How often should you post? Once or twice a week can be effective. You’ll lose your followers if you have lengthy gaps. Each post should be between 500-750 words.
Never start your blog on Blogger.com, WordPress.com, or other free blogging sites. Many novices think these are good places to start since they’re free, but it’s a major mistake. Free blogging sites don’t have the platform-building tools you need. So-called “page-builder sites like Wix also fail to measure up. Importantly, you’re likely to lose most of your followers when you graduate to your own blogging site because it will have a different domain name.
Start right. Create your own site with your own domain name using an independent hosting service. That is one of the wisest book promotion investments you can make.
The Best Platform Traffic Builder
The best platform-builder available is your email newsletter. Why? Because you can capture the contact data of site visitors. You then contact them a few times a month with interesting content. This is how you develop a relationship with your fan base.
These email newsletter systems are automated. Sign up with a company like MailChimp.com which allows you to gain 5,000 subscribers before they start charging you. They offer detailed instructions about the entire newsletter process.
You use your blog as the place where you collect the first name and email address of your site visitors. Don’t ask for more data than that—most people have privacy concerns but are happy to provide those two details.
How do you entice visitors to sign up? Offer them a bonus of some kind. It may be a short ebook (2,000 words) in PDF format dealing with some aspect of your book topic. It might be a short email course (3-5 lessons) on your topic. This is an opportunity to use your creativity to lure your fans to sign up.
Remember, once you set up an automated newsletter, your involvement is minimal. Having a newsletter is an extremely cost and time effective to build your fan base.
Keep in mind that having a blog and newsletter is about enlarging your fans and engaging with them. This is Book Marketing 101.
Driving Traffic to Your Blog
You want large numbers of people to visit your blog and sign up for your newsletter. How do you get people to visit you? The process is commonly known as “driving traffic” to your site?
This is Phase 2 of your platform-building procedure. Here are the essentials.
Put your blog URL (domain name) on the copyright page at the front of your book. Invite people to visit your site. Tell them about the free bonus you’re offering.
It doesn’t make any difference if your book is fiction or nonfiction or what the topic may be. You want every copy of your book to help you build traffic to your site so you can engage with readers.
Have a Social Media presence. Choose Facebook or Twitter as your prime megaphones. Don’t make a rookie mistake, which is using your site to drive traffic to Facebook. You want your Facebook presence to drive traffic to your site. “Likes” have become nearly worthless for gaining social credibility. You want everyone to “Share” your blog posts on their pages—that’s how you build traffic to your site.
Be seen in the right places. Make it a point to discover the most important blogs on the general topic of your book and pitch the editor with an idea for a guest post. Thousands may see your post, and there will always be a link back to your web site.

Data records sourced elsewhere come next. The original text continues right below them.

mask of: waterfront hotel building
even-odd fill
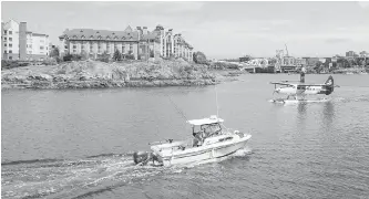
[[[156,25],[153,31],[146,27],[124,31],[73,29],[65,30],[59,36],[60,55],[85,53],[91,59],[98,59],[103,53],[113,57],[117,50],[122,54],[132,54],[135,60],[148,57],[183,57],[193,61],[193,46],[182,34],[175,34],[172,29],[165,31]]]
[[[44,60],[49,56],[49,35],[27,30],[27,22],[1,22],[1,60]]]

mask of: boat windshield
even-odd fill
[[[222,126],[219,123],[205,124],[201,126],[193,126],[193,135],[202,134],[203,138],[212,137],[222,133]]]

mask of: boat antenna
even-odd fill
[[[216,91],[216,85],[215,85],[215,102],[216,102],[216,117],[219,117],[218,92]]]

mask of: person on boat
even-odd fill
[[[194,145],[193,146],[202,146],[203,144],[203,130],[193,133],[194,136]]]

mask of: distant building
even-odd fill
[[[174,34],[172,29],[165,31],[162,25],[153,31],[146,27],[132,30],[130,25],[124,31],[66,29],[59,41],[61,56],[84,52],[92,59],[103,53],[112,57],[115,51],[120,51],[132,54],[135,60],[174,56],[193,61],[193,46],[181,34]]]
[[[369,53],[367,51],[361,51],[360,56],[361,57],[369,57]]]
[[[319,61],[319,57],[303,57],[304,60],[306,60],[306,65],[308,66],[316,66],[316,64]]]
[[[1,22],[2,60],[43,60],[49,56],[49,35],[27,31],[27,22]]]
[[[346,56],[355,56],[355,52],[353,51],[348,51],[348,52],[346,52]]]

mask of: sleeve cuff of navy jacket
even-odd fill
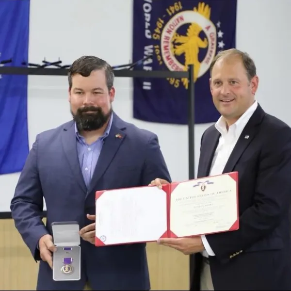
[[[209,244],[209,243],[208,242],[205,235],[201,236],[201,240],[202,240],[202,243],[203,244],[204,248],[207,252],[207,254],[208,254],[208,256],[215,256],[215,254],[214,254],[212,249],[211,248],[211,247],[210,246],[210,245]]]

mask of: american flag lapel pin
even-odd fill
[[[117,134],[115,134],[115,137],[116,138],[121,139],[122,138],[122,135],[121,135],[120,133],[117,133]]]

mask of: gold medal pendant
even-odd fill
[[[73,272],[73,267],[71,264],[72,263],[71,258],[64,258],[63,262],[65,264],[61,268],[61,271],[63,274],[69,274]]]

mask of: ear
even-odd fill
[[[252,94],[255,95],[258,87],[259,87],[259,77],[258,76],[255,76],[251,80],[251,89],[252,90]]]
[[[110,103],[113,102],[114,101],[115,97],[115,88],[112,87],[111,89],[109,90],[109,97],[110,98]]]
[[[209,87],[210,88],[210,92],[211,92],[211,94],[212,94],[212,87],[211,85],[211,78],[209,78]]]
[[[68,89],[68,101],[71,102],[71,89],[70,88]]]

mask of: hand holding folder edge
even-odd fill
[[[157,241],[239,228],[238,173],[97,191],[95,245]]]

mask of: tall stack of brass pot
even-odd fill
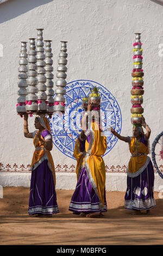
[[[16,104],[16,111],[21,115],[26,112],[26,96],[27,94],[26,88],[28,87],[27,83],[27,42],[21,42],[21,49],[20,54],[20,60],[18,76],[20,80],[18,82],[18,87],[20,88],[18,91],[18,95]]]
[[[54,112],[55,113],[65,113],[65,97],[66,90],[65,87],[66,86],[67,82],[65,78],[67,77],[66,72],[67,71],[67,46],[66,41],[61,41],[60,52],[59,54],[58,65],[57,67],[57,80],[55,82],[55,85],[57,89],[55,90],[55,96],[54,97]]]
[[[30,46],[28,51],[28,79],[27,88],[28,94],[26,96],[26,111],[27,113],[33,114],[38,110],[37,96],[36,93],[38,89],[36,87],[37,84],[37,69],[36,64],[37,59],[36,57],[36,52],[35,50],[35,38],[29,38]]]
[[[49,116],[51,117],[54,112],[53,105],[54,105],[54,99],[53,96],[54,95],[54,92],[53,89],[54,83],[52,80],[54,78],[54,76],[52,74],[53,71],[53,53],[52,53],[51,48],[51,42],[52,40],[46,40],[45,41],[45,63],[46,65],[45,69],[46,70],[45,76],[46,77],[46,87],[47,89],[46,91],[46,95],[47,96],[47,113],[49,114]]]
[[[133,88],[131,90],[131,101],[132,107],[130,109],[131,113],[131,121],[133,125],[141,126],[142,117],[144,109],[141,106],[143,103],[142,95],[144,94],[143,78],[144,73],[142,69],[142,49],[141,48],[142,43],[140,40],[141,33],[135,33],[135,42],[133,46],[133,68],[131,75]]]

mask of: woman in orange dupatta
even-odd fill
[[[147,156],[151,129],[144,118],[142,123],[147,131],[146,135],[141,126],[133,126],[132,137],[121,136],[111,128],[112,134],[129,143],[131,155],[127,169],[124,207],[127,210],[134,210],[134,215],[141,214],[141,210],[143,210],[149,214],[150,209],[156,206],[153,196],[154,169],[150,157]]]
[[[89,112],[92,110],[92,103],[87,107]],[[85,121],[86,121],[85,117]],[[105,168],[102,156],[107,148],[106,139],[99,128],[99,120],[93,120],[90,129],[83,132],[85,137],[86,155],[83,157],[81,169],[77,169],[78,182],[72,196],[69,210],[80,214],[81,217],[96,217],[102,216],[107,211],[105,198]],[[81,142],[78,141],[81,145]],[[80,157],[77,147],[74,156],[77,161]],[[79,173],[78,172],[79,170]]]
[[[33,138],[35,148],[30,170],[29,215],[39,217],[52,217],[59,212],[55,191],[55,175],[53,160],[50,153],[52,149],[52,136],[49,121],[46,117],[36,116],[35,127],[37,130],[29,132],[28,114],[24,115],[24,135]]]

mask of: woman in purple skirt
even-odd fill
[[[90,112],[92,109],[92,104],[89,102],[87,110]],[[86,116],[84,119],[86,122]],[[89,126],[82,131],[76,144],[73,155],[77,160],[77,184],[69,210],[81,217],[99,217],[107,211],[105,168],[102,157],[107,148],[106,139],[98,120],[93,118]]]
[[[52,137],[48,120],[46,117],[36,116],[35,127],[37,130],[29,132],[28,114],[24,115],[24,135],[26,138],[33,138],[35,148],[30,170],[29,215],[39,217],[52,217],[59,212],[55,191],[55,176],[53,159],[50,153],[52,149]]]
[[[154,198],[154,173],[149,154],[148,139],[151,129],[142,118],[142,125],[146,130],[145,135],[141,126],[133,126],[133,137],[120,135],[112,128],[112,133],[118,138],[128,142],[131,153],[127,169],[127,188],[125,194],[125,209],[133,210],[132,214],[140,214],[141,210],[150,209],[156,206]]]

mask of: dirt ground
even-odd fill
[[[162,245],[163,199],[155,192],[152,214],[131,215],[124,192],[107,192],[108,212],[100,218],[79,217],[68,210],[73,191],[57,190],[60,213],[52,218],[28,215],[29,188],[3,188],[0,199],[0,245]]]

Accept speaking engagements to talk about the topic of your book. That may include everything from conference speaking to over-the-phone radio interviews. It is essential to remember in all this you are not talking about your book. You are talking about the topic of your book. Once people see you are an expert on the topic, then book sales will naturally follow.
Your purpose is to drive traffic to your blog. That’s your home base where you build your readership.
It takes time to build an online presence. That’s why you need to start sooner rather than later. The better job you do in building your platform, the wider your readership will be.